All of this info was found out right on 23andMe's website.

So my point is, if you don't get anything from your genes involved in methylation, you might get some other important health data. And in the case that you don't, there are ancestry features that you can use to connect with people who are your cousins/relatives.

 

[Helen]

Hi Randy,
I was told by an experienced B12 doctor that it might take up to 3 years of treatment with B12 before symptoms of polyneuropathy disappear - if they ever do. The nerves might have become too damaged. No labtest for B12 is 100 % reliable according to him.
I agree with kday that another genetest could be of great value. At least it was for me. All of my symptoms were explained by the Comprehensive Methylation Panel from www.holisticheal.com and from Genovations DetoxiGenomics profile http://www.gdx.net/product/10038. Thanks to kday most of the genes included in these two tests will be analysed from 23andme results in the http://geneticgenie.org.
Polymorphisms in the GST genes included in the DetoxiGenomics test have been found to contribute to polyneuropathy. Mercury from amalgam fillings has been proposed to be a toxic substance that couldn´t be metabolised properly with GST polymorphisms. Mercury might also impair methylation. Impaired methylation seems to be a necessary (but not sufficient) factor for ME.
Helen

From PubMed:
Brain Behav. 2011 Nov;1(2):135-41. doi: 10.1002/brb3.26.
Polymorphisms of GSTT1, GSTM1, and EPHX genotypes in patients with cryptogenic polyneuropathy: a case-control study.

Lindh J, Söderkvist P, Fredrikson M, Hosseininia S, Tondel M, Persson B, Vrethem M.
Abstract

The aim of this study was to analyze whether polymorphisms for the null alleles of Glutathione S-Transferase Mu-1 (GSTM1), Glutathione S-Transferase Theta-1 (GSTT1), and a low-activity genetic variation of epoxide hydrolase exon three (EPHX*3) affect the risk of developingpolyneuropathy.
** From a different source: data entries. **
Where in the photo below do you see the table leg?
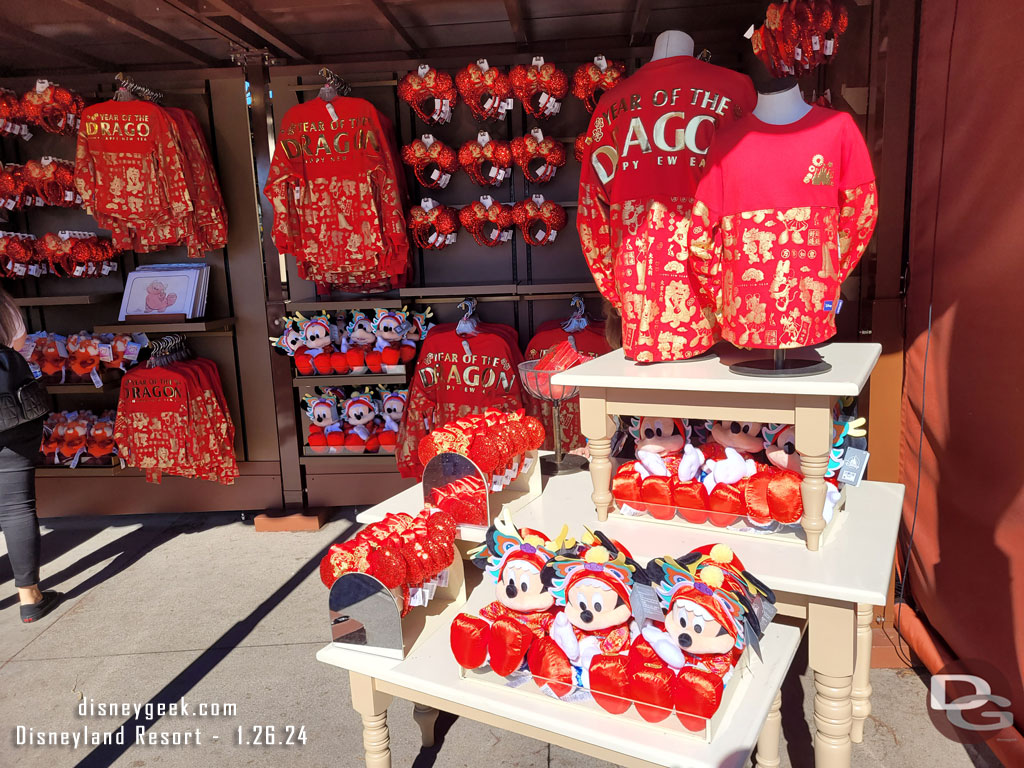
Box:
[580,391,614,522]
[413,705,440,749]
[348,672,391,768]
[807,601,857,768]
[794,397,833,552]
[850,603,874,744]
[754,690,782,768]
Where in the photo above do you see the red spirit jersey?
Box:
[690,106,878,349]
[396,323,522,477]
[263,96,409,292]
[577,56,756,362]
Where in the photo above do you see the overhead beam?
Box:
[630,0,650,45]
[62,0,219,67]
[505,0,529,46]
[206,0,316,61]
[0,17,117,71]
[369,0,423,58]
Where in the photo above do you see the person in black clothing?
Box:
[0,289,62,624]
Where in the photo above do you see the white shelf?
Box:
[316,580,801,768]
[552,343,882,397]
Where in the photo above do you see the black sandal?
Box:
[22,592,63,624]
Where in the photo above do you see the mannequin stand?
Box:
[729,349,831,376]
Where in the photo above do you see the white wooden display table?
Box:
[552,343,882,550]
[316,581,801,768]
[346,472,903,768]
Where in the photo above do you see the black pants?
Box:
[0,447,41,587]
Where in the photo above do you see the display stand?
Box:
[552,344,882,551]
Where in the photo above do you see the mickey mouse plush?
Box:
[451,514,567,677]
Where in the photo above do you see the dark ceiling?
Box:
[0,0,767,76]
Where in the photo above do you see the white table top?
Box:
[552,343,882,396]
[356,472,903,605]
[316,583,801,768]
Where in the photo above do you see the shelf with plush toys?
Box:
[553,343,881,551]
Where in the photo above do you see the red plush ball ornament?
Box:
[409,205,459,251]
[455,59,512,121]
[401,138,459,189]
[459,139,512,186]
[512,200,568,246]
[509,62,569,120]
[459,201,515,247]
[512,136,565,183]
[572,61,626,112]
[398,65,459,125]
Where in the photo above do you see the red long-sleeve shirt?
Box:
[690,106,878,349]
[577,56,756,362]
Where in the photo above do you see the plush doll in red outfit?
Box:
[342,310,381,374]
[627,544,775,730]
[367,309,416,371]
[451,514,568,677]
[341,391,380,454]
[302,393,345,454]
[286,313,335,376]
[527,531,645,709]
[377,388,409,454]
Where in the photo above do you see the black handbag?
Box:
[0,344,50,432]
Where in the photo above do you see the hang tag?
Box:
[630,584,665,627]
[839,447,871,485]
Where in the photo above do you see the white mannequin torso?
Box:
[650,30,693,61]
[754,85,811,125]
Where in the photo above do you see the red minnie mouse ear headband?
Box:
[398,65,458,125]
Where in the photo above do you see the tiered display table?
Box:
[317,473,903,768]
[552,344,882,550]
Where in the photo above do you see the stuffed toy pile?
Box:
[451,516,775,731]
[612,410,865,532]
[270,307,433,376]
[319,506,456,615]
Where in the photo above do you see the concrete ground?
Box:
[0,515,998,768]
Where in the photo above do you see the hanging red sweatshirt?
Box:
[690,106,878,349]
[577,56,757,362]
[396,323,522,478]
[263,96,409,291]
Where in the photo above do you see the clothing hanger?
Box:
[562,294,590,334]
[316,67,352,101]
[455,297,480,336]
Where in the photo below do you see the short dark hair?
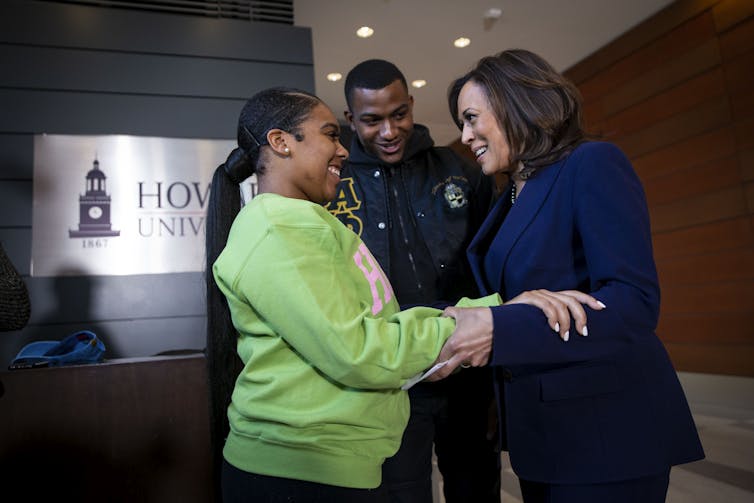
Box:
[345,59,408,110]
[448,49,587,175]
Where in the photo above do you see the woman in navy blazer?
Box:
[440,50,704,503]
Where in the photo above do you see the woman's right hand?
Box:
[503,290,605,341]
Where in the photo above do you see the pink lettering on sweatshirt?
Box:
[353,243,393,315]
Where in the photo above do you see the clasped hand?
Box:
[427,290,605,381]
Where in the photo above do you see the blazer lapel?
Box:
[468,157,567,298]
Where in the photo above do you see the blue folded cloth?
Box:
[8,330,105,370]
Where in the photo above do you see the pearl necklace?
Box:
[511,181,516,206]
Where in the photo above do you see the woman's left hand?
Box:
[427,307,494,381]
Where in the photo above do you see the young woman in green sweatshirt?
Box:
[207,88,592,503]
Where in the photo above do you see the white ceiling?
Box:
[294,0,672,145]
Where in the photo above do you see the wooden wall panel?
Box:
[652,216,754,262]
[657,312,754,344]
[645,155,741,209]
[565,0,754,376]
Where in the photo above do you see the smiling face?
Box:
[345,80,414,164]
[457,80,511,175]
[284,104,348,204]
The enzymes of these genes are important in the metabolism of toxic compounds. Seventy-nine patients with cryptogenicpolyneuropathy (equivalent to chronic idiopathic axonal neuropathy) and 398 controls were tested for the genetic polymorphism. Medical records were reviewed to collect data regarding clinical findings at diagnosis, and exposure data was collected via questionnaires. The odds ratios (ORs) for the null forms of GSTM1 and GSTT1 and the normal activity YY form of EPHX*3 were close to one except GSTT1, which reached 1.86. The highest risk ofpolyneuropathy was found in smokers with GSTT1 null, who had a 3.7 times increased risk. Interactions between genes were analyzed and confirmed the increased OR for GSTT1, which was strongest if the patients had the low-activity HH form of EPHX*3 (OR 2.37). Our hypothesis is that the GSTT1 null polymorphism may be related to an impaired metabolism of toxic substances that could lead to nerve damage in the peripheral nervous system.
PMID:

22399093

[PubMed]
PMCID:

PMC3236538

Free PMC Article

 

[Helen]

Kday, could this be of some help?

https://docs.google.com/spreadsheet/ccc?key=0Ar76dNWyEQLIdExKZUhfXzFUWHpkWnZObk1TM1dxX0E&hl=en#gid=0

I think it was linked in a message in PR.